By walterbays on Aug 23, 2006
Performance engineers are sometimes accused of being obsessed with performance, to the exclusion of common sense. We tweak and tune systems for the maximum possible throughput, and frankly some ordinary users are left behind - people who don't really care how fast it is so long as it's fast enough - people who have their own jobs to do, and for whom the computer is just another tool.
Verlag Heinz Heise publishing (iX Magazin, Germany) has long offered constructive criticism to SPEC like this article on the release of the CPU2000 benchmark suite. Not ones to just heckle the teams from the sideline, iX runs their own benchmark tests publishing them in their own magazine and web site and also at SPEC. This lets them show performance that they consider real world, tuned according to good application development practice but short of what they consider heroic benchmark tuning.
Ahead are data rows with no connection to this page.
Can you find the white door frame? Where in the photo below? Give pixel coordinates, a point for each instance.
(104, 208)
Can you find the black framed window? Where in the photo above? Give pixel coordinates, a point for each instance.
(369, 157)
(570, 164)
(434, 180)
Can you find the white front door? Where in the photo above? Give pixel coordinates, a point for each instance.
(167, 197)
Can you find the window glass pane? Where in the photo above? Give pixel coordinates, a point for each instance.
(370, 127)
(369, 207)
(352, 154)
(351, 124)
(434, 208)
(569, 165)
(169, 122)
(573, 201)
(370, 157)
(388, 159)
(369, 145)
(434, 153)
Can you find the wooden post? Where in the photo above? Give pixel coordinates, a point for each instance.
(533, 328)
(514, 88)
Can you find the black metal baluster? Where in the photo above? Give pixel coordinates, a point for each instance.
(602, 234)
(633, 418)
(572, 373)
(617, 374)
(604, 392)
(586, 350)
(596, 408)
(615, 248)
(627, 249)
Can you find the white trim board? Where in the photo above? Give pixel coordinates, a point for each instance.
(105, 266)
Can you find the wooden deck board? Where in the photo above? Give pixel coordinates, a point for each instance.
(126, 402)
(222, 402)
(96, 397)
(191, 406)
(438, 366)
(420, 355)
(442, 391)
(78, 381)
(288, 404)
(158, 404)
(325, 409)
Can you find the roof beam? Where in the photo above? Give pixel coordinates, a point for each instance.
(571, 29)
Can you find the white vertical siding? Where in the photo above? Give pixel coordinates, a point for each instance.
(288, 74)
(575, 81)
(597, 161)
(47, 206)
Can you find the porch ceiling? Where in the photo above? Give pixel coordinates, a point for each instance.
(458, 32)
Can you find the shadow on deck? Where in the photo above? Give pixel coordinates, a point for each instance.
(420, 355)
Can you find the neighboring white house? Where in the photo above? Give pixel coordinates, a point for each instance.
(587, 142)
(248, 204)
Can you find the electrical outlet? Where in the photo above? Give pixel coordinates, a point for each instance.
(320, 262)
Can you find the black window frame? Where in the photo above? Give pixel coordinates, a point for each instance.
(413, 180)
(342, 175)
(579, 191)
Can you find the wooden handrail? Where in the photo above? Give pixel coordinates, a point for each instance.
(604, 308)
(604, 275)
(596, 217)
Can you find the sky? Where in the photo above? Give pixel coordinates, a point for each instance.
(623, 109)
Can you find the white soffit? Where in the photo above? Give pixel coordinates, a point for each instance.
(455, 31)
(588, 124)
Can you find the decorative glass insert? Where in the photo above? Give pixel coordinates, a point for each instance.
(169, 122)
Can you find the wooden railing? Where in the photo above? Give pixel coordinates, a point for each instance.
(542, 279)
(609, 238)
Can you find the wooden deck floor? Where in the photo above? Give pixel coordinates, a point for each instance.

For example in 2001 they published this result of 88.3 SPECint_rate_base2000 on our 24 chip 750 MHz Sun Fire 6800. We tuned the same system to achieve 96.1 SPECint_rate_base2000 and 101 SPECint_rate2000 (peak).
So we could show the user how to get 14% more performance from the system. However today you can get 78.8 SPECint_rate_base2000 and 89.8 SPECint_rate2000from a 4 chip 3 GHz Sun Fire V40z. So who's to blame the user if instead of investing much effort in performance tuning he would rather just ride Moore's Law for a while?
It's relatively easy for an independent party like Verlag Heinz Heise to say what they mean by real world optimization, compared to the difficulty of the members of SPEC agreeing on what we mean by peak versus baseline optimization. As we described the baseline metric, it "...uses performance compiler flags that a compiler vendor would suggest for a given program knowing only its own language." (See CPU2000 FAQ.) But of course degree of optimization is a continuum, and there will be application developers who do not optimize even as much as SPEC base and there will be those who optimize more than SPEC peak.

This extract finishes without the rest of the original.